7 April 2011

AV or not AV: Some Myths Debunked

In the past week, campaigning for the 5 May constitutional referendum on changing the parliamentary voting system gained momentum, once again bringing tensions within the governing coalition to the fore.  Amidst fears of apathy and low turnout which would call into question the legitimacy of the ballot – likely the result of conflicting and often misleading messages being peddled by both “Yes” and “No” campaigns – the Electoral Commission weighed in, delivering booklets offering official, neutral advice concerning the technical aspects of the systems in question.  However, several of the finer aspects have been largely overlooked thus far.
A primary contention of the “Yes” campaign has been that candidates will, under the AV system, have to work much harder in attracting support from beyond their core clients to secure a majority of the votes and avoid the anomalous scenario whereby a candidate can win a seat with a minority (217 of the 650 MPs elected in 2010 did not achieve a majority).  As far as representative democracy goes, the returning of majorities is to be applauded.  However, unlike the variant of AV employed in Australia, British voters will retain the option of voting for one candidate only in a practice Vernon Bogdanor refers to as ‘plumping’.  Thus, the potential for seats to be secured with a minority of votes would continue unabashed even if AV is enacted.  By the same token, one must question the accuracy of terming an outcome a “majority” when the result consists of non-first preference ballots.  Campaigners from the “Yes” lobby are making promises beyond that which the system can deliver.   While the Alternative Vote is not as complex as some in the “No” camp would like us to believe, and would not require the use of expensive equipment to tally votes, this is scant consolation.

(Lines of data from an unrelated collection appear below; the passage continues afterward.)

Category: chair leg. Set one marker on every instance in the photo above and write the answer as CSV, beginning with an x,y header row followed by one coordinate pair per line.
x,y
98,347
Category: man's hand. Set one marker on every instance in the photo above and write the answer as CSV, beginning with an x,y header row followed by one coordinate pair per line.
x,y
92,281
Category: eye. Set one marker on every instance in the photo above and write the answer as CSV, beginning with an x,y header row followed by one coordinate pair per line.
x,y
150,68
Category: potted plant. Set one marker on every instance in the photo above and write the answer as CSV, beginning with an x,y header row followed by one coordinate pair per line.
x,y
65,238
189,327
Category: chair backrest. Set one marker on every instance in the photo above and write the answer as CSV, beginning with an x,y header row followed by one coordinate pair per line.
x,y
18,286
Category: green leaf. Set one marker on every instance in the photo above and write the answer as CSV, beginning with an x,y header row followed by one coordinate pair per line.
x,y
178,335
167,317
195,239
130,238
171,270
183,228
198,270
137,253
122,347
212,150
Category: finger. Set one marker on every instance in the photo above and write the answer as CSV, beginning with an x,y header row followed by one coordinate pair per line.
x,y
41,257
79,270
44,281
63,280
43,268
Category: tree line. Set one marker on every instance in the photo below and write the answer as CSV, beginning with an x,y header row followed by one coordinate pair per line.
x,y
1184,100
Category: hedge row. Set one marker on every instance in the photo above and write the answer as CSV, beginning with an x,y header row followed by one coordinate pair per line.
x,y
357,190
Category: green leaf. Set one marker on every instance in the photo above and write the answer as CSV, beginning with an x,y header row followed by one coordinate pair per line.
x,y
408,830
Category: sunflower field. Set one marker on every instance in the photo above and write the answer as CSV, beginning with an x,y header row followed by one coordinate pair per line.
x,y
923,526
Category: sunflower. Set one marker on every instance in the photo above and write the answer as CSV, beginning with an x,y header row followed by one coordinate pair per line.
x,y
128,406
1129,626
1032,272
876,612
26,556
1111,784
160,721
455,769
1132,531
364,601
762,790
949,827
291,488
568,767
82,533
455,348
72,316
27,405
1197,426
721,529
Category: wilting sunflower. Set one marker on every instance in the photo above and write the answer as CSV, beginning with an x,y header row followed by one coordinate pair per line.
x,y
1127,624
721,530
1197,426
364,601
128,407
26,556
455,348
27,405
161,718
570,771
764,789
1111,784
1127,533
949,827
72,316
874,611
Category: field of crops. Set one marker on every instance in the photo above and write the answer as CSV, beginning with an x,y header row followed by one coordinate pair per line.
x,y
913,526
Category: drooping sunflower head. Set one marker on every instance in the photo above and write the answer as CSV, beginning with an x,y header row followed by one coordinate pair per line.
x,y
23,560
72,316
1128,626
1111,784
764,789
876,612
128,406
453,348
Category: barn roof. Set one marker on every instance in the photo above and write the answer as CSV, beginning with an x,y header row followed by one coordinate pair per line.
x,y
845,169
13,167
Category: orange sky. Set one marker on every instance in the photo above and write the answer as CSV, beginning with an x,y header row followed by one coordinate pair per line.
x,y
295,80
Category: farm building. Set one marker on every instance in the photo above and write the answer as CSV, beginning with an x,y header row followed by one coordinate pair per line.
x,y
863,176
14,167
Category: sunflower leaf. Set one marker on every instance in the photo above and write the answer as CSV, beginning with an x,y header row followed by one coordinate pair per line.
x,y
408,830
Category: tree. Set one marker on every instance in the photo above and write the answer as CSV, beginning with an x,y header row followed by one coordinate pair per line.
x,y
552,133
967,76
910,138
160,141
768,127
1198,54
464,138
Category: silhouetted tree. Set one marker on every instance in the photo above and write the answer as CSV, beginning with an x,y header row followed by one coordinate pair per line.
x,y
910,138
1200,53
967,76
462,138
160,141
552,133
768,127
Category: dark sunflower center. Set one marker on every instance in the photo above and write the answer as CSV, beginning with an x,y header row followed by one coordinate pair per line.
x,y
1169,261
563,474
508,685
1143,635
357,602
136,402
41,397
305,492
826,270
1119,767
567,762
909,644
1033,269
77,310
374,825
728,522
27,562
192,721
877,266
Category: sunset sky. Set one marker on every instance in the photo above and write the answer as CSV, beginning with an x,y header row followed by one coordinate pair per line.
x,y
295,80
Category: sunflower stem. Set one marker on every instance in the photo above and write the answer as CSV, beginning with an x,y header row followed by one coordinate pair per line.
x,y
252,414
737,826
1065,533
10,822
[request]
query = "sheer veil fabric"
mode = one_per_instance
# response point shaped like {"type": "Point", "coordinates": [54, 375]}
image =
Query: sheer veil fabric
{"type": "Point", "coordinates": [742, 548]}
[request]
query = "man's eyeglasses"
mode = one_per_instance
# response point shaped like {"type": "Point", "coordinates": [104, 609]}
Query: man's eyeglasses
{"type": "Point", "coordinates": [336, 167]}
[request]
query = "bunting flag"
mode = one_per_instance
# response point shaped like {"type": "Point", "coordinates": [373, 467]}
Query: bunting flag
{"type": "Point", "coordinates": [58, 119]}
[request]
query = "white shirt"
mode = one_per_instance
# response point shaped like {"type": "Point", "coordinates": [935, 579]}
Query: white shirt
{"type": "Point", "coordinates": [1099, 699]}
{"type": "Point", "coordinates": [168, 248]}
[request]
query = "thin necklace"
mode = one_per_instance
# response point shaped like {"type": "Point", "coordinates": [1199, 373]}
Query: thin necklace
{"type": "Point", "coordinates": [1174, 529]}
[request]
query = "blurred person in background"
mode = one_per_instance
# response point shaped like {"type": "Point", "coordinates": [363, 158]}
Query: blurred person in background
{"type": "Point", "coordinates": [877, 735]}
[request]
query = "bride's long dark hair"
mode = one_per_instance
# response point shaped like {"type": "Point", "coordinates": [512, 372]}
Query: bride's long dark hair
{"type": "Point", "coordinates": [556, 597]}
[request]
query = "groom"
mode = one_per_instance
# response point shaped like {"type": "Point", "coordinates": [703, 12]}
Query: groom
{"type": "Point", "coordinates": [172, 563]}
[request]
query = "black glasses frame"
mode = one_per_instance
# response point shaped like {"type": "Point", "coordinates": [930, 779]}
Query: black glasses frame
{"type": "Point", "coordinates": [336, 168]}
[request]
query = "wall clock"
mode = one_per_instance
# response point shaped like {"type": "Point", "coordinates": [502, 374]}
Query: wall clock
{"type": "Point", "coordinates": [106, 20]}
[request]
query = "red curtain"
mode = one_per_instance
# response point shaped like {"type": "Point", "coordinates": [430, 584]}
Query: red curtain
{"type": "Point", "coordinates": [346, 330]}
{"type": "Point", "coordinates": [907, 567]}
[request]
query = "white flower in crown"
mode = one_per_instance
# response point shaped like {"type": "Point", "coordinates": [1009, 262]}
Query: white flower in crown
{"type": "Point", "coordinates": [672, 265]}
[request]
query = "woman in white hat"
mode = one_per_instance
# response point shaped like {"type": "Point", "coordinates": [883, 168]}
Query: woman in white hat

Indeed, Bogdanor notes that in Queensland and New South Wales, where plumping is permitted in elections to state legislatures, the practice is rather common – some 63% of voters in Queensland plumped in 2009 after a Labour Party campaign to “Just Vote 1”, while the Green Party similarly advised that second preferences be given to Labour.  This raises another issue concerning AV: tactical voting.  Given the opportunity to rank candidates, it is likely that many will vote with their heart for the first preference and their head for any secondary allocations, thereby giving rise to greater strategic ballot-casting and opening the door for negative campaigning.  Equally, while the plight of AV to allow every voter a meaningful ballot is admirable, such an outcome is not realistic against a backdrop of competitive multi-party politics; as long as a majoritarian system of vote counting is in operation, some electors will inevitably be disappointed – this is the nature of electoral politics.  In this regard, all that the Alternative Vote succeeds in doing is assigning greater weight to the ballots of those electing for nominees from unpopular parties in the first instance, thereby disregarding Aristotelian notions of democratic equality.  Clearly, this challenges the principle of One Man One Vote, justifying the description of AV as ‘unacceptably unfair’ by the Jenkins Report on voting reform.
Also in the headlines recently, Baroness Warsi claimed that the AV system would benefit extremist organisations, suggesting that its implementation would strengthen parties such as the BNP.  This is very much a falsehood, no doubt an effort to play to popular sentiment and pull voters onside; with only 1.9% of the vote nationally in 2010 on first preferences and with many candidates failing to reclaim their deposits, it is unlikely that many BNP candidates would make it beyond the first series of vote redistributions, let alone surpass the 50% hurdle.  Indeed, given their current standings in the popularity stakes, it is unlikely that AV would much benefit even the LibDems at this moment.  However, the outrage that has been expressed at this misguided possibility reveals a fascinating contradiction: in a referendum that seeks to refine the democratic credentials of parliamentary elections, is there (or, indeed, should there exist) room to object with who can and cannot succeed?